Please note that the main purpose of ECC is not to reduce RAM error rate and make it look more reliable, but to help the system stop the process when an unrecoverable memory error occurs as opposed to propagating it and resulting in unpredictable outcomes. The change in the effect of failure is what matters most, not the probability of it. Without ECC, there's often no clear way to realize that the result of a computation is valid or garbage and should be discarded.
(Of course, in extreme scenarios, like at Google scale, even ECC can fail to fail due to multibit errors, but in almost all non-pathological scenarios, SECDED[1] is enough to catch all erroneous cases.)
Exactly, you want to know when the error is due to memory.
Intel deciding that consumers (including those buying Haswell-E CPUS) do not need ECC really irks me. Textbook market segmentation from a near monopoly.
Currently you can not have your cake and eat it:
You cannot have the best single-thread performance (offered by overclocking Haswell-E series or Skylake 6700k) and have ECC.
So if one is building the ultimate workstation, you have a hard choice, do you go with X99 chipset(no ECC but can overclock) or do you go to the server motherboards with C610 chipsets which are quite limited as far as consumer interests are.
Interesting are the Intel mobile Xeons which now provide a venue for ECC on a laptop.
Textbook market segmentation? Xeons have ECC, larger thermal envelope, and some additional testing. Sure they are identical silicon.
Generally if you are willing to give up a single clock bin in exchange for ECC you end up with a cheaper (and cooler) system that's more reliable. Generally if you want the cheapest 4c/8t CPU it's a xeon, NOT an i7.
I don't feel particularly artifically segmented. Additionally the high end desktop motherboards tend to be more expensive than the server boards. Often I find a nice server board at $180 and the nice desktop boards are often another $100. Sure they are marketed to gamers, but I really just want a nice reliable power and cooling and it's not clear which of the cheaper desktop boards are really going to last 24/7 for 5 years.
Today I'd buy the E3-1270 for $339 over the $350 i7-6700k. Keep in mind the k chips are a premium AND they don't come with a fan like the non-k chips do. Sure it's 3.6 - 4 GHz instead of 4.0 to 4.2 GHz, not a particularly noticeable difference, especially since that both thermally throttle as needed.

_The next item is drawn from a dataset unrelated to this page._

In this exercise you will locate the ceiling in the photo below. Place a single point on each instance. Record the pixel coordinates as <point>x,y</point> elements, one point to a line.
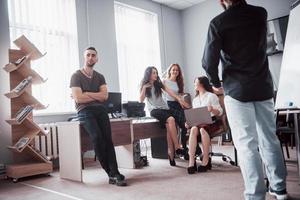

I think ECC is well justified because it doesn't just detect dimm errorrs, but also motherboard errors, cpu errors, and socket (dimm or cpu) errors. If a node randomly crashes/hangs it's very hard to track down why... unless you have ECC and often will help you pin it down. I'd much rather see something strange show up in mcelog than wait for a hang, or worse a corruption.
Most of my "ecc" errors have actually been motherboard, socket, or (in AMDs case) CPUs. When I look at larger samples some dimms are WAY less reliable than others. Strongly implying it's not high energy particles, but something out of spec.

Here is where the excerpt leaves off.